Dopo diverse esperienze “scattate” con amiche e amici, siamo giunti al suo giorno, avrei dovuto riservarle la prima puntata poiché è stata veramente la prima donna ad essere oggetto delle mie inquadrature. Il soggetto a cui mi riferisco è mia nipote: Barbara. La presenza femminile che più avevo sottomano. Ad onor del vero devo dire che è stata più un’imposizione che altro, anticipando quello che dirà in merito: “Semmai una delle tante e probabilmente il male minore”. Siamo nel 1983, sempre nel mio solaio, e la voglia di scattare e sperimentare era tanta, tra cui i doppi scatti (non si faceva scorrere la pellicola e poi veniva sovrapposto un altro scatto). A fare da scenografia c’erano anche diverse bottiglie di liquore, lì abbondavano in quanto era anche il rifugio delle bicchierate tra amici (che qualcuna poi lavava ;), mentre l’intensità luminosa avveniva tramite il sole che filtrava dall’abbaino, più o meno coperto. Scattate con Zenith manuale, pellicola Kodak 400 ASA.

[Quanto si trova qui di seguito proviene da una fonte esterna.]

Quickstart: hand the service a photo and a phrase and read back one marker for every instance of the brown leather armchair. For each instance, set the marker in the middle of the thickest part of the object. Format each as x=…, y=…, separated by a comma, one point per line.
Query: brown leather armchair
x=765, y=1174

Siamo nel 1987, anno successivo all’uscita di “9 settimane e mezzo”. Raramente un film ha segnato così tanto un’epoca e con lei i costumi, la pubblicità, la musica, la moda e il cinema stesso. È anche uno dei rari casi, assieme al film “Flashdance”, in cui ogni fotogramma della pellicola è, a suo modo, una fotografia perfetta, da stampare e poi incorniciare. C'è da dire che il regista di entrambi i film è sempre il geniale Adrian Lyne. Il condizionamento era stato quindi inevitabile e a favorirne era stata Licia. Una ragazza di Como che si trovava per qualche giorno a Bedonia perché amica di Silvia. Frutta, cocktail, colori e luci al minimo vitale erano stati i requisiti della serata.
Per aver fatto queste foto è quasi scoppiato un caso diplomatico, ancora oggi simpaticamente non dimenticato, come se non fossero trascorsi 33 anni, ma 3 minuti. Quella ritratta in fotografia è Simona, mentre il “Casus belli” fu scatenato dall’amica comune Elena. Il mio errore fu quello di aver promesso di scattare le foto ad entrambe, solo che poi non andò come previsto. A mia discolpa c’è il fatto che abitavano a Milano e quindi creare una nuova occasione non era proprio semplice: “Mi cospargo il capo di cenere”. A sostenere la mia candida verità potrei chiamare in causa anche il bedoniese Sandro Sozzi, amico e conoscente di questa amichevole triade.
Ricordo che ci siamo conosciuti in treno. Era il 1985 e facevo il pendolare “militare” sulla linea Ivrea-Borgotaro. È sul sedile della “Seconda classe” che ho iniziato a fare quattro chiacchiere con Monica. Io proseguivo per Milano e lei scendeva a Fornovo. È stata in quella mezz’ora di chiacchiere fortuite che mi chiese, dopo qualche tempo, se mi sentivo di fare le fotografie per il suo prossimo matrimonio. Per me un salto nel buio, non lo avevo mai fatto e così le chiesi se accettava il rischio: “Dai, perché no?”. Quello di Monica e Daniele è stato quindi il mio primo servizio matrimoniale. Il tema che scelsi per l’album fu la “Partenza”, quella di un ipotetico viaggio di nozze. Così, dopo la celebrazione religiosa, ci trovammo presso la stazione di Borgotaro: loro arrivarono con un’auto d’epoca e io con una vecchia valigia.
Ho cercato i negativi per scansionare alcune di quelle fotografie, ma non li ho trovati. Dalla scatola dei ricordi sono uscite solo alcune foto stampate in bianco&nero.
Grazie Gigi per i bei ricordi ❤️❤️❤️
Ma che belle Gigi !!! Si il taglio è proprio anni 80 bellissime, BRAVO !!!!